Younger age remains a risk factor for prolonged length of stay after bidirectional cavopulmonary anastomosis. Cardiology in the young Koth, A. M., Algaze, C. A., Sakarovitch, C., Long, J., Kamra, K., Wright, G. E., Alexander-Banys, B., Maeda, K., Shin, A. Y. 2019: 1–6

Abstract

OBJECTIVE: This study sets out to determine the influence of age at the time of surgery as a risk factor for post-operative length of stay after bidirectional cavopulmonary anastomosis.METHODS: All patients undergoing a Glenn procedure between January 2010 and July 2015 were included in this retrospective cohort study. Demographic data were examined. Standard descriptive statistics was used. A univariable analysis was conducted using the appropriate test based on data distribution. A propensity score for balancing the group difference was included in the multi-variable analysis, which was then completed using predictors from the univariable analysis that achieved significance of p<0.1.RESULTS: Over the study period, 50 patients met the inclusion criteria.
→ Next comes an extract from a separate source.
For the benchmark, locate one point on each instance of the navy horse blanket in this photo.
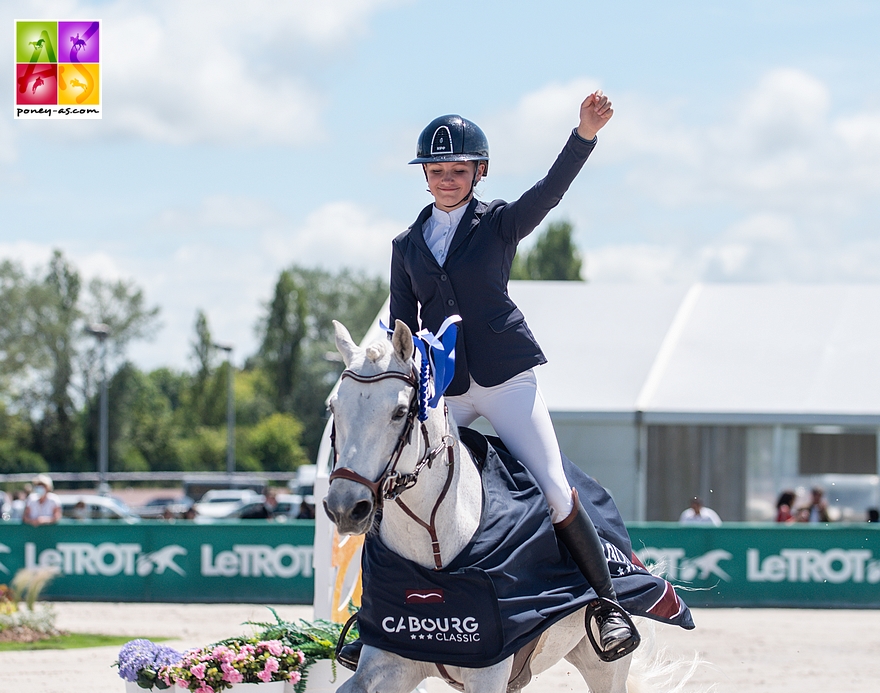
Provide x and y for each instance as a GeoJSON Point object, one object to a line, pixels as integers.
{"type": "Point", "coordinates": [513, 580]}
Patients were separated into two cohorts of ?4 months (28 patients) and <4 months (22 patients). Other than height and weight, the two cohorts were indistinguishable in their pre-operative saturation, medications, catheterisation haemodynamics, atrioventricular valve regurgitation, and ventricular function. After adjusting group differences, younger age was associated with longer post-operative length of hospitalisation - adjusted mean 15 (±2.53) versus 8 (±2.15) days (p=0.03). In a multi-variable regression analysis, in addition to ventricular dysfunction (beta coefficient=8.8, p=0.05), Glenn procedures performed before 4 months were independently associated with longer length of stay (beta coefficient=-6.9, p=0.03).CONCLUSION: We found that Glenn procedures performed after 4 months of age had shorter post-operative length of stay when compared to a younger cohort. These findings suggest that balancing timing of surgery to decrease the inter-stage period should take into consideration differences in post-operative recovery with earlier operations.